Translate

Pages

Saturday, January 23, 2016

Scarf #4 Begun

The fourth and final piece on this dobby loom warp is in progress. The weft is a cinnamon brown, and the treadling is small points, creating a small zigzag effect.

This entire warp has been an experiment in determining how close the two warp colors can be to one another and to the various wefts. Most weavers working with interleaved warps choose differences in hue or in value; this warp has two warps close in both hue and value, and wefts also close to both warps in hue and value. It's been fun seeing how well the pattern shows in spite of this lack of differentiation.

The motor lifter has been complaining a lot lately (which results in a horrible shriek and a failure to open the next shed). So DH says as soon as this warp is off the loom, we need to do a thorough oil-n-lube to find out what parts are binding and causing so much friction that the motor lifter is unhappy. Can't work with an unhappy loom... Weaving is all about rhythm, and a consistent rhythm is difficult to achieve when you're dreading the next shriek and pause.
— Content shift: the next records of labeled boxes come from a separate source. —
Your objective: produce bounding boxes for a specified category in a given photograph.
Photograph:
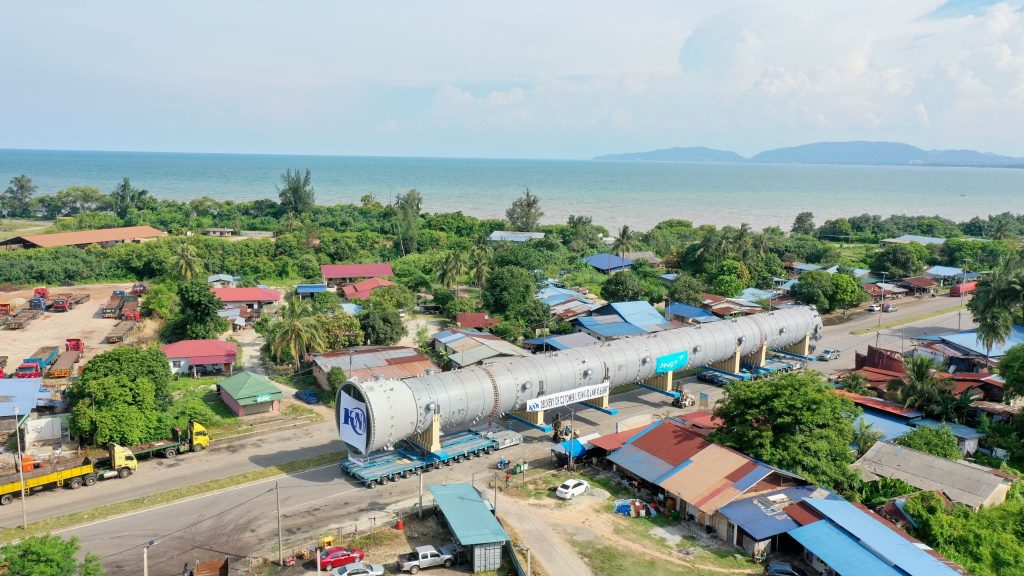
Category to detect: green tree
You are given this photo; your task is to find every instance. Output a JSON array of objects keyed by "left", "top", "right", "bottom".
[
  {"left": 480, "top": 266, "right": 537, "bottom": 318},
  {"left": 0, "top": 534, "right": 105, "bottom": 576},
  {"left": 790, "top": 212, "right": 814, "bottom": 236},
  {"left": 0, "top": 174, "right": 39, "bottom": 217},
  {"left": 669, "top": 273, "right": 707, "bottom": 306},
  {"left": 278, "top": 168, "right": 316, "bottom": 214},
  {"left": 710, "top": 371, "right": 859, "bottom": 489},
  {"left": 505, "top": 188, "right": 544, "bottom": 232},
  {"left": 359, "top": 307, "right": 406, "bottom": 346},
  {"left": 896, "top": 425, "right": 963, "bottom": 460}
]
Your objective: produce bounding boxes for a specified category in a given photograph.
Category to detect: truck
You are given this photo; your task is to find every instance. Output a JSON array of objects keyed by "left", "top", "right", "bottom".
[
  {"left": 130, "top": 420, "right": 210, "bottom": 458},
  {"left": 341, "top": 429, "right": 522, "bottom": 488},
  {"left": 17, "top": 346, "right": 60, "bottom": 378},
  {"left": 99, "top": 290, "right": 125, "bottom": 318},
  {"left": 949, "top": 282, "right": 978, "bottom": 296},
  {"left": 0, "top": 444, "right": 138, "bottom": 505}
]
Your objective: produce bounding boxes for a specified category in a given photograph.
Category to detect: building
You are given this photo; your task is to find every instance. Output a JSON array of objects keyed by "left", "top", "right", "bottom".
[
  {"left": 160, "top": 340, "right": 239, "bottom": 377},
  {"left": 341, "top": 278, "right": 394, "bottom": 300},
  {"left": 217, "top": 372, "right": 283, "bottom": 416},
  {"left": 429, "top": 483, "right": 509, "bottom": 574},
  {"left": 309, "top": 346, "right": 440, "bottom": 390},
  {"left": 487, "top": 230, "right": 544, "bottom": 243},
  {"left": 455, "top": 312, "right": 502, "bottom": 330},
  {"left": 433, "top": 328, "right": 529, "bottom": 368},
  {"left": 852, "top": 442, "right": 1013, "bottom": 509},
  {"left": 572, "top": 301, "right": 673, "bottom": 342},
  {"left": 210, "top": 288, "right": 281, "bottom": 310},
  {"left": 880, "top": 234, "right": 946, "bottom": 248},
  {"left": 665, "top": 302, "right": 722, "bottom": 324},
  {"left": 321, "top": 263, "right": 394, "bottom": 286},
  {"left": 583, "top": 252, "right": 633, "bottom": 274},
  {"left": 0, "top": 227, "right": 167, "bottom": 250}
]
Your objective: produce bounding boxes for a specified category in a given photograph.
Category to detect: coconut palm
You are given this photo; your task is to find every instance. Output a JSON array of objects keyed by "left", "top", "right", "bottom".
[
  {"left": 170, "top": 242, "right": 203, "bottom": 282},
  {"left": 267, "top": 294, "right": 327, "bottom": 371}
]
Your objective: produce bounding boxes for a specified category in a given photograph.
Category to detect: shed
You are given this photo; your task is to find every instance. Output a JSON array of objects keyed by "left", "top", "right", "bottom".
[
  {"left": 430, "top": 483, "right": 509, "bottom": 574},
  {"left": 217, "top": 372, "right": 283, "bottom": 416}
]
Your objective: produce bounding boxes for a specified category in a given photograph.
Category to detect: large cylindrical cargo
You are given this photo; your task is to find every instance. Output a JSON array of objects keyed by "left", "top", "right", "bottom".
[{"left": 336, "top": 306, "right": 821, "bottom": 454}]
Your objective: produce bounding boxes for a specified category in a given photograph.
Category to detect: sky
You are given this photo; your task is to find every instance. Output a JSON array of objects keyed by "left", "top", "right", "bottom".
[{"left": 0, "top": 0, "right": 1024, "bottom": 158}]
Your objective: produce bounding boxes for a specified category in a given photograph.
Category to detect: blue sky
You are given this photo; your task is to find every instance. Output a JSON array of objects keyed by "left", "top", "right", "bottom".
[{"left": 0, "top": 0, "right": 1024, "bottom": 158}]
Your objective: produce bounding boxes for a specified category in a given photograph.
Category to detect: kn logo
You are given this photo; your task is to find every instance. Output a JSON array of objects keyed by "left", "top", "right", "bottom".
[{"left": 342, "top": 408, "right": 367, "bottom": 436}]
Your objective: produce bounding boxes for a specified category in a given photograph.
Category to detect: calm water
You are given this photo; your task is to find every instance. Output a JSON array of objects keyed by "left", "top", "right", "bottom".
[{"left": 0, "top": 150, "right": 1024, "bottom": 230}]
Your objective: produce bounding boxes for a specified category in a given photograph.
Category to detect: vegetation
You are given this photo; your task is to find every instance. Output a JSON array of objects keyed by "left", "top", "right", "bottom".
[
  {"left": 710, "top": 372, "right": 859, "bottom": 489},
  {"left": 0, "top": 534, "right": 105, "bottom": 576}
]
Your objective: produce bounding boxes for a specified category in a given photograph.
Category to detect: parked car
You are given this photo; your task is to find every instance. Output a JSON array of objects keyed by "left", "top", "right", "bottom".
[
  {"left": 398, "top": 545, "right": 455, "bottom": 574},
  {"left": 321, "top": 546, "right": 366, "bottom": 570},
  {"left": 295, "top": 388, "right": 319, "bottom": 404},
  {"left": 765, "top": 562, "right": 807, "bottom": 576},
  {"left": 334, "top": 562, "right": 384, "bottom": 576},
  {"left": 555, "top": 479, "right": 590, "bottom": 500},
  {"left": 818, "top": 348, "right": 839, "bottom": 362}
]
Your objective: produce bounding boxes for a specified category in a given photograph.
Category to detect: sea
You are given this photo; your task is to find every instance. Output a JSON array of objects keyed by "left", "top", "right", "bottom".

Usually "please?" works, and the shed opens on the next press of the treadle, but sometimes the weaver is required to press a button on the DH-built lifter control box, walk around to the right side of the loom, and physically reposition the dobby arm for proper action. Oh, well, I need the exercise. Besides, in its lifetime, this loom (and accompanying systems) have performed so well that it would be inappropriate for me to complain as loudly as the loom is doing :-)

3 comments:

Laura Fry said...

The more mechanical assistance, the more things there are to go 'wrong'. :(

Hope you can figure it out.

Cheers
Laura

Alice said...

It is a beautiful pattern. As for the loom, sometimes a swift kick...that's what I had to do to my coffee grinder, and it worked. Failing that, your husband's suggestion might be the best.

Connie Rose said...

I think the very close colors work brilliantly. I've always liked "monochromatic" work where the subtle color changes create a visual texture of their own.